For the next hour or so, I was lost in food, drinks and laughter. Michael’s father was a man exactly the opposite from his wife; all serious, with his thick brows always frowned, not talking almost at all. “You will get used to them”, Marianne told me later. “He doesn’t talk, but he is an angel. As for her”, said pointing with her eyes at Frances, “just make sure you don’t listen a single thing that comes out of her mouth and you’ll be fine”. I had no clue what she meant by that and I didn’t want to ask. I would have found out soon, anyway. But I had to admit, her cooking was amazing.

Bradford was also more like his father, serious and non-talkative, but seemed much more accessible. Sure thing is that I really enjoyed being with them all. Even when the dinner was over and they all started talking the same time all together, with their roguish accents that definitely left me out of the conversation, I simply kept listening understanding nothing. Many times I struggled not to laugh, especially with Michael, who as it seems, he tried so hard to talk “normal” to me when we first met, but turned back to his own normal speaking when he was with his family. Oh, I felt happy.

I couldn’t wait for this new life to start. They all made me feel like part of them and I realized that I needed this far more than I had ever realized. On the other hand, why couldn’t be great? The house was so big, no one would bother anyone; plus Bradford and Marianne would move out soon. The land seemed endless, the view was stunning, the lake downhill with its water reflecting the sunlight and the woods behind the manor; a little paradise. Like God had created this place to remind us how beautiful paradise is. Not that I was much of the religious kind.

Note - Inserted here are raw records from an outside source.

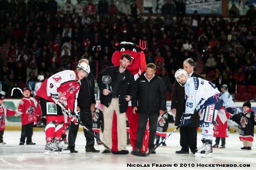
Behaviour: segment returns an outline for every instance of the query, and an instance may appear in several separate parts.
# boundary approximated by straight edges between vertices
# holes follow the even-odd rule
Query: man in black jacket
[[[88,60],[82,59],[79,63],[86,62],[89,64]],[[94,77],[89,74],[87,77],[81,80],[81,87],[77,98],[77,110],[80,111],[80,121],[92,133],[92,112],[95,109],[95,96],[94,95],[95,83]],[[79,127],[79,124],[75,125],[73,122],[70,123],[68,132],[68,147],[71,153],[77,153],[75,150],[75,142],[76,138],[77,132]],[[86,145],[85,151],[87,152],[98,152],[94,147],[94,137],[84,129],[84,136],[86,139]]]
[[[194,63],[193,59],[188,58],[185,60],[183,62],[183,69],[187,72],[189,77],[196,77],[204,79],[202,76],[194,71]],[[184,97],[184,87],[180,85],[179,83],[175,80],[172,91],[171,105],[172,112],[176,115],[174,124],[175,126],[178,126],[180,124],[180,118],[185,111]],[[189,153],[189,147],[193,154],[196,152],[196,128],[199,124],[199,117],[198,113],[193,115],[191,117],[191,124],[187,126],[182,126],[180,128],[180,144],[182,148],[180,150],[176,151],[176,154]]]
[[[158,118],[159,114],[162,115],[165,112],[166,89],[162,80],[155,74],[156,70],[156,65],[153,63],[148,63],[146,66],[146,71],[136,80],[137,93],[132,101],[132,106],[134,113],[136,113],[137,111],[139,113],[139,127],[135,144],[135,149],[138,151],[140,151],[142,144],[148,118],[150,129],[149,152],[154,148]],[[154,151],[152,153],[156,152]]]
[[[134,97],[136,85],[133,75],[126,67],[132,58],[127,53],[123,54],[120,59],[119,66],[110,67],[100,73],[97,82],[101,91],[100,103],[104,105],[104,131],[103,142],[109,148],[112,148],[112,122],[114,111],[117,118],[118,148],[118,150],[126,150],[126,112],[128,102]],[[106,88],[102,78],[108,75],[111,77],[109,85],[111,91]],[[110,153],[105,149],[102,153]]]

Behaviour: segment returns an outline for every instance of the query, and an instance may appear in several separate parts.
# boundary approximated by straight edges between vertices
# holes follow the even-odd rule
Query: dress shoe
[[[192,154],[195,154],[196,153],[196,152],[197,152],[197,149],[196,149],[195,150],[190,150],[191,153],[192,153]]]
[[[92,146],[90,148],[86,148],[85,152],[100,152],[100,150],[96,150],[94,147]]]
[[[26,144],[36,144],[36,143],[33,142],[30,142],[29,143],[26,143]]]
[[[149,149],[148,150],[148,152],[151,152],[151,150],[152,150],[153,149]],[[152,154],[155,154],[156,153],[156,151],[154,150],[151,152]]]
[[[182,149],[181,149],[180,150],[178,150],[177,151],[176,151],[175,153],[178,154],[184,154],[189,153],[188,151],[186,151]]]
[[[20,145],[24,145],[24,142],[20,142]]]
[[[105,149],[105,150],[103,150],[102,152],[102,154],[108,154],[109,153],[111,153],[111,151],[110,151],[109,150],[108,150],[108,149]]]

li01_400After dinner we sat around the small table on the porch. Jacob (am I supposed to call him father now?) gave me his hand for a shake that almost broke my fingers and awkwardly excused himself and went inside. Frances followed her husband - another sign of firmly close relations that seemed so distant and unknown for me. My parents never were so close, they never were close at all. And so we were left alone outside, Michael and me, Bradford and Marianne. Men talking about cars and hunting (Bradford hated everything related to the land, planting, cropping, animal feeding etc.), Marianne chirping just like Frances did earlier. She was telling me all sorts of things about the people of Jacksonville, people I never met, places in the town I’ve never been and how great it will be now that we were going to be all together and she won’t feel so lonely again. I must admit that I listened to only half of the things she was saying. I couldn’t take my eyes away from the setting, the deep orange sun. Of course, she didn’t forget to mention with some pride, about the house they prepared in the town for themselves and how it will be the most beautiful house in the area once it’s ready.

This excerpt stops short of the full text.